I appreciate my ideas are not for everyone, and some of you may even find them strange. But as I said, there is no right or wrong way to grieve and remember loved ones….human or animal. There are lots of memorial goods that you can buy on-line but here are things you can do and make for yourself which can be unique and personal to you.
I will upload pictures and more information as kiriangel.com develops.

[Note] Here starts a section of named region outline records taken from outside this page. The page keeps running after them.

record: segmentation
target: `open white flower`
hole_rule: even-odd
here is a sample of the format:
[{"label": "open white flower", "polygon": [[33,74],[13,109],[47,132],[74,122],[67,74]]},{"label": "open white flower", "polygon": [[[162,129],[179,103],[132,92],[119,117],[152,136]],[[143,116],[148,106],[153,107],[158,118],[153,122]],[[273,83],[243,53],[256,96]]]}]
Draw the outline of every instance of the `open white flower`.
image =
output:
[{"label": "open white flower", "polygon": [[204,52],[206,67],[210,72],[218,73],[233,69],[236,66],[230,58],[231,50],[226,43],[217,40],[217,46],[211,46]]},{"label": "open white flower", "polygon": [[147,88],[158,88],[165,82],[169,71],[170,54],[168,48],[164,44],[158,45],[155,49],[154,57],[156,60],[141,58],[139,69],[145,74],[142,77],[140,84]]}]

Subtle Reminders – You don’t have to make a big statement that is on view to the world. You can do something really simple and subtle that only you know about. I am in the process of making a clock which will have words/lyrics etc that are important to me on the face. However where it will be mounted, no one will see what is written on the clock face. Only I will know. And that is just fine. Perhaps you will wear some memorial jewellery (perhaps you might make your own?). Or maybe you will plant a special plant/tree? A small discreet tattoo? Write them a letter – in a bottle, kept under your pillow or have a small ceremony and burn the letter so the smoke rises to the sky. Sponsor a memorial class in an event. (I sponsor memorial Weimaraner classes in shows). Donate a trophy in their honour for the winners of an event. Name a star, a flower, make a wind chime….there are so many things you can do but the key is to remember that you don’t have to do them all. Anything you do, no matter how big or small is a BEAUTIFUL thing to do.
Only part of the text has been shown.